The ScanWorks platform’s FPGA-Controlled Test (FCT) tool inserts a board tester with multiple instruments into a functional FPGA. The tester can then be used by design and manufacturing engineers.
One of the new enhancements to ScanWorks FCT is the availability of high-speed programming engines which can load memories connected to the FPGA in a fraction of the time previously possible.
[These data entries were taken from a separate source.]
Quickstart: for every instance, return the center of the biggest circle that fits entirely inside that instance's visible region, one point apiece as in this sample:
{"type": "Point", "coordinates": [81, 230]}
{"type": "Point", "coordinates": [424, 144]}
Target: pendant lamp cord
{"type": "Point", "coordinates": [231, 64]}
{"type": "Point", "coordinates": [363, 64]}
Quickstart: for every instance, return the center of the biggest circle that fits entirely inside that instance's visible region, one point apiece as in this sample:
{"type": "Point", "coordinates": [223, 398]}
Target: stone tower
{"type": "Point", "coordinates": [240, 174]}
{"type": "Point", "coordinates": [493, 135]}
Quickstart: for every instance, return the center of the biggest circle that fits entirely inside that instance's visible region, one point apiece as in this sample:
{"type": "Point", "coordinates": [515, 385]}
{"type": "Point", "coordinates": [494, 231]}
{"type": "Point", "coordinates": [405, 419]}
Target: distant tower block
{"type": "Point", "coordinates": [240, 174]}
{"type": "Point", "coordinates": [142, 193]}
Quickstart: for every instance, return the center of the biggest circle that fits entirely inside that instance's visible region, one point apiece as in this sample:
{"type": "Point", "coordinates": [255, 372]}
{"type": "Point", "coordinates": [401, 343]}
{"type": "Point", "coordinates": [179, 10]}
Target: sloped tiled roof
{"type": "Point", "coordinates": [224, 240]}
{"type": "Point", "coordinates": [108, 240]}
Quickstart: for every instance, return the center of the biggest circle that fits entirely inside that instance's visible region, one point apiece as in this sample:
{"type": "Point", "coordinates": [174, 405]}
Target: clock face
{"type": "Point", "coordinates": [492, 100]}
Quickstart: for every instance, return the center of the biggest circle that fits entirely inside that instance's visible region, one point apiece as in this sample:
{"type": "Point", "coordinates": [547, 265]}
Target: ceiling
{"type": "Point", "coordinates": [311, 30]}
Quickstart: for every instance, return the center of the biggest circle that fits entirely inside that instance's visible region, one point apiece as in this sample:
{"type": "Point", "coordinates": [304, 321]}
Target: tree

ScanWorks FCT can program all sorts of flash memories, including NOR and NAND flash, as well as memory connected to the FPGA by the I2C and SPI buses.
“Most design and production engineers will say that the preferred way to program memory is in-system. Prototype boards are often produced before the system’s functional firmware is complete. Without in-system programming, a change in the software would mean de-soldering memory, programming it again and then re-soldering it to the board. Often, the devices or the board are damaged,” said Kent Zetterberg, ASSET’s product manager for ScanWorks FCT. “And in production, the software for some boards isn’t loaded until a customer orders a certain configuration of the system. Programming the memory in-system and at-speed is a tremendous benefit in both of these instances.”
The ScanWorks FCT high-speed programming engines take advantage of the IEEE 1149.1 JTAG port on FPGAs without some of its drawbacks, such as slow programming speeds caused by long scan chains.
ScanWorks FCT and its programming engines are based on the IEEE 1687 Internal JTAG (IJTAG) standard which embeds a network of instruments in chips, including FPGAs, systems-on-a-chip (SoC) and others. This IJTAG network of embedded instruments can act as a shortcut into onboard memory devices to perform in-system flash programming much faster.